The most consistent effect in Fig. 2 in terms of disease relative risk magnitude (e.g. RR ranged from 1.10 to 3.71) and direction of effect (i.e. risk was increased for every disease) was whether either parent had previously been diagnosed within the same disease group (i.e. had received an ICD code for the same disease within the hospital system). The largest relative risks were found for asthma (RR ranged from 2.05 to 2.19 across all analyses), allergies (RR ranged from 1.10 to 3.26), obesity (RR ranged from 1.97 to 2.34), and mental disorders (RR ranged from 1.60 to 2.04): a family history of these diseases greatly increased risk of these in their children. As would be expected for polygenic diseases, these effects were largely consistent regardless of whether that disease was diagnosed on the maternal or paternal side. The exceptions were urticaria/angiodema, influenza, and kidney infections, where risk was significantly increased only if the mother (and not father) had a history of these diseases.

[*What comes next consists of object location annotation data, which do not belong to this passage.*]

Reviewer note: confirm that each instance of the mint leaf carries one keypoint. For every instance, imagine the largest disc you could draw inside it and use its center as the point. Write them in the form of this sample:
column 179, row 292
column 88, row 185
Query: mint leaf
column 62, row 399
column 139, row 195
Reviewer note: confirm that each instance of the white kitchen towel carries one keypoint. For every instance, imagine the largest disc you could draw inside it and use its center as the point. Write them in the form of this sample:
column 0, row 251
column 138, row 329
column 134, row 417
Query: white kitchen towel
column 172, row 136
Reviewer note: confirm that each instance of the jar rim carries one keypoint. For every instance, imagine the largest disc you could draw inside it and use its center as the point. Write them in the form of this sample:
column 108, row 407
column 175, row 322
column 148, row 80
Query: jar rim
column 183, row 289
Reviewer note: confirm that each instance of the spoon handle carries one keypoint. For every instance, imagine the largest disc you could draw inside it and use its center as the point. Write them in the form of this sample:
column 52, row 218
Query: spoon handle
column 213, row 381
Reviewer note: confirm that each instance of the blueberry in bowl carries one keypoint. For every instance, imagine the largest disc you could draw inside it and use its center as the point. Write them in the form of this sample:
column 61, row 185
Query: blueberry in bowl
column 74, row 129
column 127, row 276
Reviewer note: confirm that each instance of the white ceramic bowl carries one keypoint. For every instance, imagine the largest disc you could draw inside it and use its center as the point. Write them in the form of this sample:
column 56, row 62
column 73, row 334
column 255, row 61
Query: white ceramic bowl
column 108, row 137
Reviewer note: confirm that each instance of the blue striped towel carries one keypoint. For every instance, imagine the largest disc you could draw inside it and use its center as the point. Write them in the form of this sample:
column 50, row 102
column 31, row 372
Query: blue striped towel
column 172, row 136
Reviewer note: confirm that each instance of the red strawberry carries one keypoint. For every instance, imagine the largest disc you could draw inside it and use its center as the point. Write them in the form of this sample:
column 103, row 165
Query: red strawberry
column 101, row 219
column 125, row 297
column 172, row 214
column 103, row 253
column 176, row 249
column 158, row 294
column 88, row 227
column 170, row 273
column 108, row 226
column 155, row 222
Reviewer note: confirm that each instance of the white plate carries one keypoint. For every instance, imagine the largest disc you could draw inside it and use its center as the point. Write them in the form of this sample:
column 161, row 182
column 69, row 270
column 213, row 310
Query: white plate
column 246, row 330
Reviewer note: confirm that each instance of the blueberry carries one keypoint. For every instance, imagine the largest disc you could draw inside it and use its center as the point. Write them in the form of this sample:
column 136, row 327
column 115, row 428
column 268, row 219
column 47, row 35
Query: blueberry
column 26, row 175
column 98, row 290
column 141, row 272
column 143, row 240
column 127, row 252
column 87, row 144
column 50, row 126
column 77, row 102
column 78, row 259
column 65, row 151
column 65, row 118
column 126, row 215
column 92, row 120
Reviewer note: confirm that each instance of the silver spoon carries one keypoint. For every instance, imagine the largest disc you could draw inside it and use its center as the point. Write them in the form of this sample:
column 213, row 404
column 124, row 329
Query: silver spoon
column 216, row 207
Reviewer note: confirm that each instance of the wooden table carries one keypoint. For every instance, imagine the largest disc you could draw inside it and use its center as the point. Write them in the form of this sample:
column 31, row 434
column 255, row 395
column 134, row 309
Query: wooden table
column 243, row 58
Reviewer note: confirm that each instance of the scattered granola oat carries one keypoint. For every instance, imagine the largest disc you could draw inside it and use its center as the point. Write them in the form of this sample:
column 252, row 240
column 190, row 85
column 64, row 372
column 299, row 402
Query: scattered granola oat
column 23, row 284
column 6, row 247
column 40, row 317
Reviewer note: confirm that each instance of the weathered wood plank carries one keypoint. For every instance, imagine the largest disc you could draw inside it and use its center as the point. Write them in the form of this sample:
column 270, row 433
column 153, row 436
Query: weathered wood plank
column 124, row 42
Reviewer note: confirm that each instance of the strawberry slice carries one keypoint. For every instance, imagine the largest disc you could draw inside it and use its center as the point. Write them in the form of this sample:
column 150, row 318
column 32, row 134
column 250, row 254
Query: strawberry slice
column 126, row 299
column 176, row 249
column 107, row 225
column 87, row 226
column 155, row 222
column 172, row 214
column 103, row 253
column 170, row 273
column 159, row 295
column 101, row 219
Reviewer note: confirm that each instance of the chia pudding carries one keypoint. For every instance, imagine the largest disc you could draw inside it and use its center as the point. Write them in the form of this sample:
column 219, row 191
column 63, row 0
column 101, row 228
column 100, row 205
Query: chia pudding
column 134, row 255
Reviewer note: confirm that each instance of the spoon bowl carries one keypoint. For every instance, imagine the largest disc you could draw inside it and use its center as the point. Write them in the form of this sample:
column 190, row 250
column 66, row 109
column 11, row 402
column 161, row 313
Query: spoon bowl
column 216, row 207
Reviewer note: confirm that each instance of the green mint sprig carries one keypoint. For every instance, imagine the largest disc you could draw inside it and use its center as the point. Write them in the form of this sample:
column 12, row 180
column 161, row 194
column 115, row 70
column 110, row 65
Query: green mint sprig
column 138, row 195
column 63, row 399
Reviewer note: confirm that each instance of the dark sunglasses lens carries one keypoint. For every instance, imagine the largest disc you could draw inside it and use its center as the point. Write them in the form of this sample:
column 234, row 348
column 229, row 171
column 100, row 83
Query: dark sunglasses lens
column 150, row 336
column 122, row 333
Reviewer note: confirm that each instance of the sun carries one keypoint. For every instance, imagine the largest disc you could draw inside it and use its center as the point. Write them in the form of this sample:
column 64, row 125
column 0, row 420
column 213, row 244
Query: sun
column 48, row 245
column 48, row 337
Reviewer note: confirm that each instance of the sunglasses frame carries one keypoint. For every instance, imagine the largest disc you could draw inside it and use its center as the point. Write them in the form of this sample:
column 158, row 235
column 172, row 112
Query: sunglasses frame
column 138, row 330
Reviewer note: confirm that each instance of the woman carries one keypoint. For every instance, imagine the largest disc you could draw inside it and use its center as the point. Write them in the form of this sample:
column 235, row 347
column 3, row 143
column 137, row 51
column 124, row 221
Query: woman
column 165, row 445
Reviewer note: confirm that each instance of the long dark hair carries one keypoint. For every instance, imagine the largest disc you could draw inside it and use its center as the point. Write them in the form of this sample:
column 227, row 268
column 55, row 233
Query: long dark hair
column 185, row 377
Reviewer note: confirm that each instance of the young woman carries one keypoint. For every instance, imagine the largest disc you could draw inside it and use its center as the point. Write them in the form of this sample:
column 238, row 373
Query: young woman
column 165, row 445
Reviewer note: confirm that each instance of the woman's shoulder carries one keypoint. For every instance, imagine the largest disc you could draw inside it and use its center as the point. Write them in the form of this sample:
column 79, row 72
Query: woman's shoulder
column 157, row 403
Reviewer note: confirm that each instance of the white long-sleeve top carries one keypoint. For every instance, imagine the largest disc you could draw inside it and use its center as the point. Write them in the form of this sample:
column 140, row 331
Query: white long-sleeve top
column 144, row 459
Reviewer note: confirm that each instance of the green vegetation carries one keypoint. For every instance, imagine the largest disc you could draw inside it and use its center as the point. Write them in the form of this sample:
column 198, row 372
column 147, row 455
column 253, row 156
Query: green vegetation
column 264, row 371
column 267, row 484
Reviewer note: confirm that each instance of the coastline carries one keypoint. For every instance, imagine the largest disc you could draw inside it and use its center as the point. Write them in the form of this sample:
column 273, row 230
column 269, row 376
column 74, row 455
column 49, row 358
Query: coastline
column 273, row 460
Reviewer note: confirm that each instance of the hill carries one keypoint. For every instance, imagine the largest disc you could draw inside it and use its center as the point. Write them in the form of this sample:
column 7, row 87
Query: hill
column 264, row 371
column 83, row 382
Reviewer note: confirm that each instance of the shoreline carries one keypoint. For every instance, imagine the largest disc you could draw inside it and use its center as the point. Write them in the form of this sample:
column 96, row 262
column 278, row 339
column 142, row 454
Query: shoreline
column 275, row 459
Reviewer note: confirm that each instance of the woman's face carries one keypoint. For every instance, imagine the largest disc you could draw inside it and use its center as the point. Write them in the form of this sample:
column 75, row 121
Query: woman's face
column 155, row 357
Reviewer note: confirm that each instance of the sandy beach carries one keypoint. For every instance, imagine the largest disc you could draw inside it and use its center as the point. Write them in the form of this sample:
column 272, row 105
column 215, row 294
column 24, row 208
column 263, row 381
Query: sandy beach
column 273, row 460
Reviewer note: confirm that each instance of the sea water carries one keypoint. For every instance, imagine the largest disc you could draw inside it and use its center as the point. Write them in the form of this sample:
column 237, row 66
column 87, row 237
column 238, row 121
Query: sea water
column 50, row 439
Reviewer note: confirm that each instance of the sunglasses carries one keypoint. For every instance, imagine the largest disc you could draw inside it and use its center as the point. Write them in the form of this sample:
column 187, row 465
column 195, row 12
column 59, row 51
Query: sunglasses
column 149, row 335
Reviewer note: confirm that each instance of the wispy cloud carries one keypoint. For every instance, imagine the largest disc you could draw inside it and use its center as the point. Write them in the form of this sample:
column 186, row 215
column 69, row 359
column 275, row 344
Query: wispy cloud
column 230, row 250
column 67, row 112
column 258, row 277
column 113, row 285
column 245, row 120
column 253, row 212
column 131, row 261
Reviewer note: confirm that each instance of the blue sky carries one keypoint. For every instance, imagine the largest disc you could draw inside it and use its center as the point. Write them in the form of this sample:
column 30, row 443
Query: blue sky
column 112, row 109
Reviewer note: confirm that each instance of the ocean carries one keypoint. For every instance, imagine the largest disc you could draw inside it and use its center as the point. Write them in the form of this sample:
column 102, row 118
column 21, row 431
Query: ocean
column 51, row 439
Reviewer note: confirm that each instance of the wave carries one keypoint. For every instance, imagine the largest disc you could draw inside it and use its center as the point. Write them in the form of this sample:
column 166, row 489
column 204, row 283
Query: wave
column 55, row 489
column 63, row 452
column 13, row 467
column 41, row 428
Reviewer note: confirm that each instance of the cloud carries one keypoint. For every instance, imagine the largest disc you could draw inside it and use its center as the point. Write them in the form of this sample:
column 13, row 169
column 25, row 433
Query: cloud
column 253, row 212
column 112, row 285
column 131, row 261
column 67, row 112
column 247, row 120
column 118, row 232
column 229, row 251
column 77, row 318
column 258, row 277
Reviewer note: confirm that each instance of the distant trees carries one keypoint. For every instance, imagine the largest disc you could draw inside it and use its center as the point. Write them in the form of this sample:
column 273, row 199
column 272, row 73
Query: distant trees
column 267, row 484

Maternal age at birth of individuals in our sample was consistently significantly associated with decreased risk for 16 of the 28 disease groups in Fig. 2. This effect was largest in endocrine (RR 0.79 to 0.87 across all analyses), genitourinary (RR 0.84 to 0.89), and nervous system (RR 0.87 to 0.89) diseases. The exception was allergic rhinitis, where older mothers conferred increased risk (RR 1.05 to 1.07). Maternal bleeding during pregnancy had many widespread and consistent effects, with 16 out of 28 diseases examined showing significantly elevated risks if this complication occurred (RR 1.02 to 1.27).

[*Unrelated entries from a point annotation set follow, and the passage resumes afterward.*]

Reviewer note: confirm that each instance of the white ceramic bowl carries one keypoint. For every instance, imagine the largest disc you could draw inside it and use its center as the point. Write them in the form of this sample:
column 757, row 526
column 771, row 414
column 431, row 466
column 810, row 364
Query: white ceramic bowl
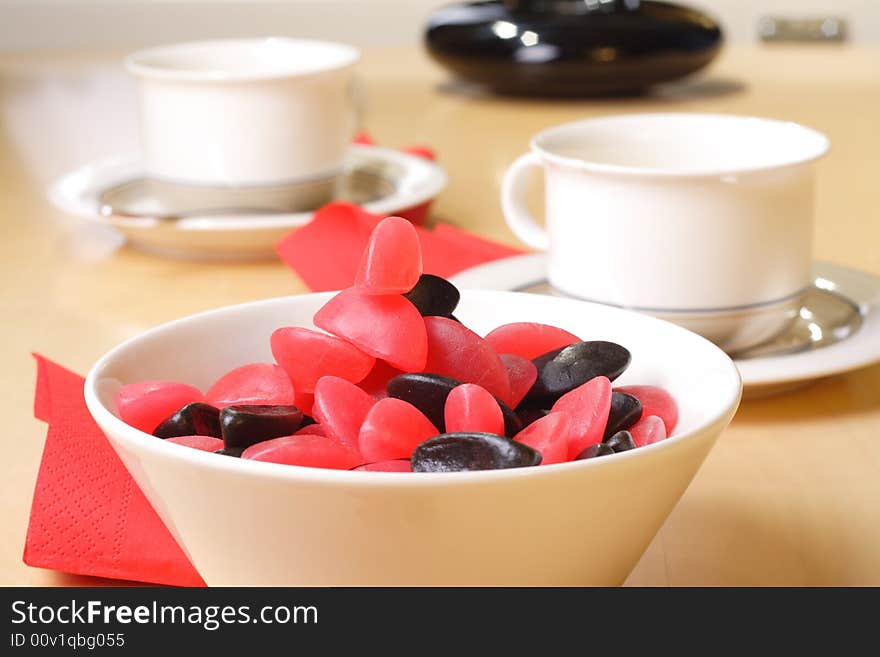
column 583, row 523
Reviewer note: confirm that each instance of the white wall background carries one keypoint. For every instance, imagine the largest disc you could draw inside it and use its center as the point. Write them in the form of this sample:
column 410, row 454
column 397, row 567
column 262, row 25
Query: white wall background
column 96, row 25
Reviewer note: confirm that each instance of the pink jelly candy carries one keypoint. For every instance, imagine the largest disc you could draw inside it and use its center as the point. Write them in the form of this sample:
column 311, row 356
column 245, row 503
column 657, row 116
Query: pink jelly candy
column 341, row 407
column 392, row 430
column 425, row 152
column 655, row 401
column 395, row 465
column 308, row 355
column 589, row 405
column 305, row 449
column 456, row 351
column 529, row 339
column 522, row 374
column 147, row 404
column 256, row 383
column 549, row 435
column 376, row 381
column 311, row 429
column 650, row 429
column 472, row 408
column 392, row 261
column 204, row 443
column 385, row 326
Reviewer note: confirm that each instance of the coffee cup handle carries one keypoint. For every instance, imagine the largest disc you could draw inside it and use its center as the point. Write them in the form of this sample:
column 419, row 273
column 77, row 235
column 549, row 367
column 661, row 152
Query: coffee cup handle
column 513, row 202
column 357, row 95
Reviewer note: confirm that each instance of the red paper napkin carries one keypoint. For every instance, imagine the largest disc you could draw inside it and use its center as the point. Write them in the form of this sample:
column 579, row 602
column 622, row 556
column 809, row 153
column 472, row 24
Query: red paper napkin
column 326, row 251
column 88, row 516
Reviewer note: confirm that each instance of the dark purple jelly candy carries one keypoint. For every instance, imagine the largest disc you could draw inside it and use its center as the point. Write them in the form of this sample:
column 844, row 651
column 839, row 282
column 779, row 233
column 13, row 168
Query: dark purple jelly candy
column 591, row 452
column 427, row 392
column 529, row 415
column 626, row 410
column 246, row 424
column 562, row 370
column 455, row 452
column 434, row 296
column 621, row 441
column 231, row 451
column 196, row 419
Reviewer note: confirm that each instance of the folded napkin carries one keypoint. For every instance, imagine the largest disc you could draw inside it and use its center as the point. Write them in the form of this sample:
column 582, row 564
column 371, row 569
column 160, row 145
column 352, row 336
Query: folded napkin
column 88, row 516
column 326, row 251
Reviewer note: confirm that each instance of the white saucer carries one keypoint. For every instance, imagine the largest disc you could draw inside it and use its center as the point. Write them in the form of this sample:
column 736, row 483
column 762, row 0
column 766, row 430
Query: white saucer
column 764, row 375
column 406, row 181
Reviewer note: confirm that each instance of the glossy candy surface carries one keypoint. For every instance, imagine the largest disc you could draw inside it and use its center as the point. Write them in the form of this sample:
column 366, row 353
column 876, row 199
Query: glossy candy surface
column 549, row 436
column 529, row 339
column 376, row 382
column 304, row 402
column 456, row 351
column 308, row 355
column 244, row 425
column 427, row 392
column 313, row 428
column 396, row 465
column 203, row 443
column 305, row 450
column 341, row 407
column 620, row 442
column 528, row 415
column 625, row 411
column 470, row 408
column 521, row 373
column 455, row 452
column 434, row 295
column 655, row 401
column 255, row 383
column 565, row 369
column 384, row 326
column 234, row 452
column 591, row 452
column 392, row 429
column 147, row 404
column 392, row 261
column 588, row 405
column 195, row 419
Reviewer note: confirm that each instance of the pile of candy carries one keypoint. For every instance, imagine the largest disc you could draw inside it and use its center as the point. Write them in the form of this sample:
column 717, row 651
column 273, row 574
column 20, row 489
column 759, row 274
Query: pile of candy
column 398, row 384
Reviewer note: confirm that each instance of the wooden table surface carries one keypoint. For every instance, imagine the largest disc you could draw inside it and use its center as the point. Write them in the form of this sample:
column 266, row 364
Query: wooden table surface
column 789, row 496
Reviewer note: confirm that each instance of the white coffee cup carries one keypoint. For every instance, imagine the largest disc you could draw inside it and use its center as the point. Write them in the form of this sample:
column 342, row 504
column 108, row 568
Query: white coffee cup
column 703, row 219
column 246, row 112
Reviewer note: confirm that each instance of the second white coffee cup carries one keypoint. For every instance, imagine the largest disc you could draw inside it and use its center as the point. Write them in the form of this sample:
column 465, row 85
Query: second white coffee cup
column 246, row 112
column 704, row 219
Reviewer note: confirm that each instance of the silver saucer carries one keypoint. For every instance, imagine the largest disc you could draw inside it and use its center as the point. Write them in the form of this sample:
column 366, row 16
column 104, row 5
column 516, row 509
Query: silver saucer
column 836, row 330
column 826, row 317
column 181, row 221
column 148, row 198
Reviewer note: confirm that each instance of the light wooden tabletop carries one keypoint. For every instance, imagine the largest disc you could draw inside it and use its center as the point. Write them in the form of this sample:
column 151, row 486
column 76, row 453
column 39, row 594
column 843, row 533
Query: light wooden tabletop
column 789, row 496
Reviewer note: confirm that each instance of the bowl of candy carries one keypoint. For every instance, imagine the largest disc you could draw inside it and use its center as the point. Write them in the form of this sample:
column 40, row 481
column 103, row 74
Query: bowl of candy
column 401, row 432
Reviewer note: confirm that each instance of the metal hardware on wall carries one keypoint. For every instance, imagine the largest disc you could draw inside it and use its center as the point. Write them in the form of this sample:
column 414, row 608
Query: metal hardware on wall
column 778, row 29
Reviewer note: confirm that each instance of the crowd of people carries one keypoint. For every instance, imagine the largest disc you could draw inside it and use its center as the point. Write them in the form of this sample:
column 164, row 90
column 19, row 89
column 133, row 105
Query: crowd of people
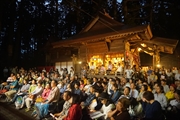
column 152, row 94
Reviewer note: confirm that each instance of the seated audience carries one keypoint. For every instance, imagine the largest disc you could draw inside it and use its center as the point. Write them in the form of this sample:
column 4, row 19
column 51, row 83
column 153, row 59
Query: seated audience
column 152, row 108
column 120, row 113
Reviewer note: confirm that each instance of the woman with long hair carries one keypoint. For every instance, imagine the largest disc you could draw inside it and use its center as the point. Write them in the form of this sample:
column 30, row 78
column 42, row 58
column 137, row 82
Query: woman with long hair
column 151, row 107
column 120, row 113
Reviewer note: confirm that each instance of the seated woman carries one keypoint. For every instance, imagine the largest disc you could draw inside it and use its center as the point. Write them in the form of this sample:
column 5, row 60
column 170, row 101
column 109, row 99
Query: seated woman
column 120, row 113
column 151, row 107
column 32, row 96
column 116, row 94
column 45, row 93
column 50, row 103
column 160, row 96
column 170, row 94
column 23, row 91
column 126, row 93
column 173, row 109
column 75, row 111
column 144, row 88
column 107, row 106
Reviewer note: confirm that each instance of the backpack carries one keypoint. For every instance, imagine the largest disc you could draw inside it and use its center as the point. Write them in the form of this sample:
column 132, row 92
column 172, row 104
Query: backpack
column 19, row 102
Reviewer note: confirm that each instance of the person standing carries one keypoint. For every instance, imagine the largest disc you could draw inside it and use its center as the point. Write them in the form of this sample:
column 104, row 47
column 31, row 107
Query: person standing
column 13, row 89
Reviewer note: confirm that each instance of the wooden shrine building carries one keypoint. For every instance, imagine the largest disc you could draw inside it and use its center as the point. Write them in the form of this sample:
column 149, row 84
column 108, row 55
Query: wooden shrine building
column 103, row 39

Other covariates such as parental education, income and country of origin also showed many significant effects, but risk direction varied considerably depending on the disease considered. For example, mental disorders were less frequent in Danish nationals than in immigrants (RR 0.48 to 0.49), yet risk of influenza was much higher in Danes (RR 1.89 to 2.06). Higher parental education and income mostly decreased the risk of many diseases (RR 0.76 to 0.99), but increased the risk of a few, including some allergic diseases (RR 1.04;1.06). Both effects could result from differences in the microbiota children are exposed to. Many complex patterns highlighted regional differences in diseases. For example, obesity risk was higher in Sjelland (RR 1.46 to 1.48) and Syddanmark (RR 1.29 to 1.39) but lower in Midtylland (RR 0.78 to 0.84) and Nordjylland (RR 0.84 to 0.92) relative to Hovedstaden.

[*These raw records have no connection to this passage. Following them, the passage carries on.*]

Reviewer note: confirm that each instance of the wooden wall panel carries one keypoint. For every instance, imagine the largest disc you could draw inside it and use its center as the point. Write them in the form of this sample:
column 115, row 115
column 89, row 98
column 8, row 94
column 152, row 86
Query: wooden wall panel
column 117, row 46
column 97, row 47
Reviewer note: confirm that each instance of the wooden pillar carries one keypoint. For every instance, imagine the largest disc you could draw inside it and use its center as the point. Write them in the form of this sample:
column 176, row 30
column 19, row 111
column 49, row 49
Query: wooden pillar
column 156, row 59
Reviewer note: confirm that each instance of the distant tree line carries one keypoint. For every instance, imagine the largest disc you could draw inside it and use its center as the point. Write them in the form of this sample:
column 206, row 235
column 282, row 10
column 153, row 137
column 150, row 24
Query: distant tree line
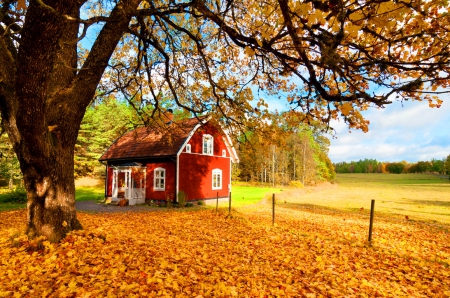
column 440, row 166
column 293, row 153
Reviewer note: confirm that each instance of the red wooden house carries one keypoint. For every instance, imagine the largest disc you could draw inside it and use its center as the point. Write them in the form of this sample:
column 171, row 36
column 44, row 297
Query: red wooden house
column 191, row 156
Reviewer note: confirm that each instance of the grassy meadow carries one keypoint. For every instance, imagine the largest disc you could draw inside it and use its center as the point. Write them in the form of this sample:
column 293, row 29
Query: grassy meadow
column 419, row 196
column 317, row 248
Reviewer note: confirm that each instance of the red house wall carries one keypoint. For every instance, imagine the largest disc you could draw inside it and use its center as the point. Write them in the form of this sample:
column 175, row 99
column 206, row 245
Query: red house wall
column 195, row 177
column 170, row 181
column 196, row 140
column 109, row 176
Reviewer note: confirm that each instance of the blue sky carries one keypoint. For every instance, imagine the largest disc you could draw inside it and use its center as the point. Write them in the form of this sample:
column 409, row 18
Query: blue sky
column 414, row 132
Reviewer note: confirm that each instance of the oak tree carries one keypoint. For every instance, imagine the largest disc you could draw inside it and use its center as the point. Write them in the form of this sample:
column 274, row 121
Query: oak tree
column 330, row 59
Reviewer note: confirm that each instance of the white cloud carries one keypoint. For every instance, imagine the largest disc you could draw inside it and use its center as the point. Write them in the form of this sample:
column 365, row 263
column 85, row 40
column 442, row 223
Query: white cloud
column 413, row 132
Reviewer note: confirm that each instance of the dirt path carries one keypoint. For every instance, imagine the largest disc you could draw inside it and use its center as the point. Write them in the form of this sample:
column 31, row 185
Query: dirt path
column 93, row 206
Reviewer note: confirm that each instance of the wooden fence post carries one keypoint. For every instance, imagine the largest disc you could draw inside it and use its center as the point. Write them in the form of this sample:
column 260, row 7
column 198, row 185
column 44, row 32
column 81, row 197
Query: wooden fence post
column 372, row 207
column 273, row 209
column 229, row 207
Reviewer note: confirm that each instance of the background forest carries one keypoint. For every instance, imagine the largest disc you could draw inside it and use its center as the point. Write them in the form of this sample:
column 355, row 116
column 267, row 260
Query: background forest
column 278, row 154
column 286, row 154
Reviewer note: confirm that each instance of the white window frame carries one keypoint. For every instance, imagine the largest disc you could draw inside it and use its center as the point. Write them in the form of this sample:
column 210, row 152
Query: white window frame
column 216, row 182
column 157, row 179
column 209, row 145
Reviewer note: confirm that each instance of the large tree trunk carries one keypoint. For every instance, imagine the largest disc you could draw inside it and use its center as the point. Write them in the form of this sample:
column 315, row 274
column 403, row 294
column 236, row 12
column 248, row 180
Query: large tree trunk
column 43, row 99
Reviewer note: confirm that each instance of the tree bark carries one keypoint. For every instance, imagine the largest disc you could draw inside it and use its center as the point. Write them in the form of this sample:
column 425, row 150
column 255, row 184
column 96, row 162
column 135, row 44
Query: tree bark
column 43, row 99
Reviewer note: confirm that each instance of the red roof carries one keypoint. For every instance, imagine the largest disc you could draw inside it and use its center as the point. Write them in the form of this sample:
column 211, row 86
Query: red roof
column 144, row 142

Other important and interesting associations of covariates with disease risk
That risk for several diseases was sensitive to many covariates suggests that these diseases may have particularly complex causation. For example, risk of skin (group: all), digestive (group: all) endocrine (group: all, obesity) and mental diseases (group: all) were influenced by many (up to 15 out of 21) covariates. There were also very specific disease risk; covariate interactions. For example, the relative risk of influenza (RR 2.75 to 3.12) (but no other disease) was significantly and massively increased by maternal hypertension prior to pregnancy; oedema during pregnancy greatly increased relative risk forurticaria/angiodema (RR 1.51 to 1.56); and diabetes prior to pregnancy greatly increased risk for all endocrine (RR 1.44 to 1.66) and autoimmune diseases (RR 1.47 to 1.55).